Gli atti vandalici provocano dei danni a beni materiali che, come ben si sa, possono anche essere recuperabili, ma quando questi atti coinvolgono la vita di altre persone la questione non si risolve con una pezza per rattoppare i pezzi mancanti e una pacca sulle spalle. Tutto questo lo sanno bene, i familiari delle vittime del traghetto Moby Prince, che si sono viste sfregiare la dedica fatta nella piazza di Cagliari, in memoria dei loro cari. Forse chi o coloro ha commesso quest’atto non sa cosa accadde il 10 aprile del 1991, così come probabilmente nella loro ignoranza o insensibilità non erano a conoscenza del fatto che fu proprio in quella data che presso la rada del porto di Livorno la nave passeggeri Moby Prince e la petroliera Agip Abruzzo entrarono in collisione. La collisione non fu innocua, perché il traghetto pur trovandosi ancora nella rada del porto, provocò dei danni catastrofici per i passeggeri del traghetto. Infatti, se chi si trovava a bordo della petroliera non riportò danni fisici, stessa cosa non si può dire per i passeggeri e i membri dell’equipaggio a bordo del Moby Prince. Un bilancio a dir poco catastrofico, di tutte le 141 persone presenti sulla nave passeggeri vi fu un solo superstite. Il disastro della Moby Prince è stato definito la più grande tragedia della Marina Civile Italiana dal dopoguerra, e la più grande strage sul lavoro. A distanza di anni però, la verità non è ancora emersa, e i familiari quindi non hanno ricevuto alcuna giustizia per i loro cari.
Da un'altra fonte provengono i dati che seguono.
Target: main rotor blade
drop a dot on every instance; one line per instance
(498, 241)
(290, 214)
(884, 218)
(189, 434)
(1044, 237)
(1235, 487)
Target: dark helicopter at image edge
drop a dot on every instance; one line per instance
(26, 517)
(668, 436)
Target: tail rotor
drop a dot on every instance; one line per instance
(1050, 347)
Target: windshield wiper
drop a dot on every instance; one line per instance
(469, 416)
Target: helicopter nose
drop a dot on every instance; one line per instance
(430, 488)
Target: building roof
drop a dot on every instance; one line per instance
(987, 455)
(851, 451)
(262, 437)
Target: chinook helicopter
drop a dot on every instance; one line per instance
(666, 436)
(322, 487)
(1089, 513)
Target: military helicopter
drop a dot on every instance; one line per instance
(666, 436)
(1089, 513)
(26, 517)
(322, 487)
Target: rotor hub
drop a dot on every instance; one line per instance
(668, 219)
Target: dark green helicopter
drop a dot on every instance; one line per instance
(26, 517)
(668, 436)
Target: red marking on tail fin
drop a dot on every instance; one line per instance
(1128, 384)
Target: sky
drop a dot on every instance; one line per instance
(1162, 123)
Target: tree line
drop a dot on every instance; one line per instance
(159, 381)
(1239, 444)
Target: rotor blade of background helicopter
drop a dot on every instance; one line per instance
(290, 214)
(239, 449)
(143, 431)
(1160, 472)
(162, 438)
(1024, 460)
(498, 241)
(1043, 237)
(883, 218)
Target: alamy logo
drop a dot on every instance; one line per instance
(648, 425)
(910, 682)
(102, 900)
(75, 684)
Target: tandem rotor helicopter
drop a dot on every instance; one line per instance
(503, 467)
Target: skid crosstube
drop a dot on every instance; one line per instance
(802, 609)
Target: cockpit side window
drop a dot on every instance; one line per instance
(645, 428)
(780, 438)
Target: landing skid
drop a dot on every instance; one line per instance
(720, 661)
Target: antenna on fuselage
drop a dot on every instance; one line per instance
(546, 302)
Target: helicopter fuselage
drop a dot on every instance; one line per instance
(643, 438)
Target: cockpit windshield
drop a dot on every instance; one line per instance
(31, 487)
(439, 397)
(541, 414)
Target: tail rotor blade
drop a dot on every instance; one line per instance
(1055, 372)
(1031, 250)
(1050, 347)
Però 140 non è solo un numero, perché dietro questo numero vi sono bambini, madri, padri, figli, nonni, e dietro questi ancora vi sono un’infinità di persone che girano intorno a quel numero e che, da quel dannato giorno, non riescono a capacitarsi del fatto che i loro cari siano morti così, senza che nessuno prestasse loro soccorso. Per questo motivo sono scesi in Piazza per gridare a gran voce verità e giustizia, e ognuno di loro e spinto da una cosa che si chiama amore. E c’è chi come, il professor Luchino Chessa, figlio del grande Comandante del Moby Prince Ugo Chessa, scende sempre in prima linea, in veste non solo di figlio, ma anche di Presidente dell’Associazione 10 aprile per portare a galla una verità che probabilmente disturba troppo. Questa è solo una parte di quello che c’è dietro quel cartello distrutto dai vandali, persone che se ne fregano di tutto e di tutti, che per divertimento fanno versare altre lacrime a chi di lacrime ne ha già versate troppe. Ci si auspica che certi errori non vengano più commessi, e che le genti avvenire possano conoscere, o per lo meno comprendere, il grande dolore causato da quel fatidico incidente di ventisette primavere fa.